AnyCap Project: A Unified Framework, Dataset, and Benchmark for Controllable Omni-modal Captioning
Yiming Ren, Zhiqiang Lin, Yu Li, Gao Meng, Weiyun Wang, Junjie Wang, Zicheng Lin, Jifeng Dai, Yujiu Yang, Wenhai Wang, Ruihang Chu
2025-07-18
Summary
This paper talks about the AnyCap Project, which creates a system to generate captions for different types of media like images, videos, and audio. The system allows users to control how the captions are made in terms of style, content, and tone.
What's the problem?
The problem is that existing captioning systems often can't adjust their descriptions based on user preferences, and they lack precise ways to measure how well captions follow instructions or express different styles.
What's the solution?
The authors built a framework called AnyCapModel that improves caption control without needing to retrain the main model.
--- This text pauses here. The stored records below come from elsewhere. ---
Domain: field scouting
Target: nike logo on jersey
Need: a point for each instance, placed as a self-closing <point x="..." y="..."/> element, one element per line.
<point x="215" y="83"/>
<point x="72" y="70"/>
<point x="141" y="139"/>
They also created a large dataset with many examples and different user instructions, plus a new benchmark to better evaluate caption quality based on both accuracy and style.
Why it matters?
This matters because it makes AI captioning much more flexible and accurate, helping users get descriptions that match their specific needs, which can be useful for accessibility, content creation, and better media understanding.
Abstract
The AnyCap Project introduces a framework, dataset, and evaluation protocol to enhance controllability and reliability in multimodal captioning.